Riding off-road often means going slow and working hard. And going slow and working hard means visor fogging. You don’t need a fancy ADV helmet or a dirt bike helmet with goggles (which will be miserable on the highway). Taking your normal street helmet that you know is comfortable will work just fine, but take the time to fit a Pinlock or similar anti-fog visor insert. You’ll want to be able to keep the visor closed to protect your eyes from flying debris, but you’ll want to be able to see where you’re riding, too.
Planning is what’s going to make your trip possible. I’m an Eagle Scout and the whole “Be Prepared” thing has never steered me wrong. In fact, going more prepared than necessary will make your experience more flexible, more enjoyable and arm you to deal with the (sometimes very) unexpected.

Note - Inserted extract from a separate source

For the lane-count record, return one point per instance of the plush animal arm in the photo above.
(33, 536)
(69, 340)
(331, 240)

First, you’ll need to pick a route or destination. Spend some time reading forums and magazines (not necessarily motorcycle ones, don’t limit yourself), then pick a place you want to go and start looking at maps. If this is going to be your first off-road trip, keep it simple and achievable. There’s no need to head to Alaska to find adventure, your nearest mountain range will do just fine. Make sure you compare your goals to local regulations. Can you take a motorcycle there? The answer is probably important. Can you have a campfire? I know I like sitting around one at night.
Also consider the logistics. If your bike has a 100-mile fuel range, then a route which involves traveling 600 miles between gas stations is likely impractical. If you’re going on your Bonneville, then deep sand could defeat you. Bite off an adventure you can chew, then consider it a learning experience and scale up as you gain experience.
Important factors to consider when planning a trip are: fuel range and availability; road or trail difficulty and current conditions (is that pass snowed in?); and distances and time. Remember that, in the dirt, your fuel range will halve and your travel times will at least double.
It’s also a good idea to arm yourself to change plans mid-trip. Sometimes, you may find a route is blocked due to extreme weather. Even something as simple as finding a campsite filled with screaming children can cause you to change plans. Give yourself options.
Whatever you do, buy a paper map or several to cover your entire trip and spend some time before you go studying them and marking them up with locations of fuel stops, hazards, campsites and anything you want to see along the way. Paper maps are cheap and don’t break or require batteries; GPS units are nice and all, but not in any way necessary. I don’t use one.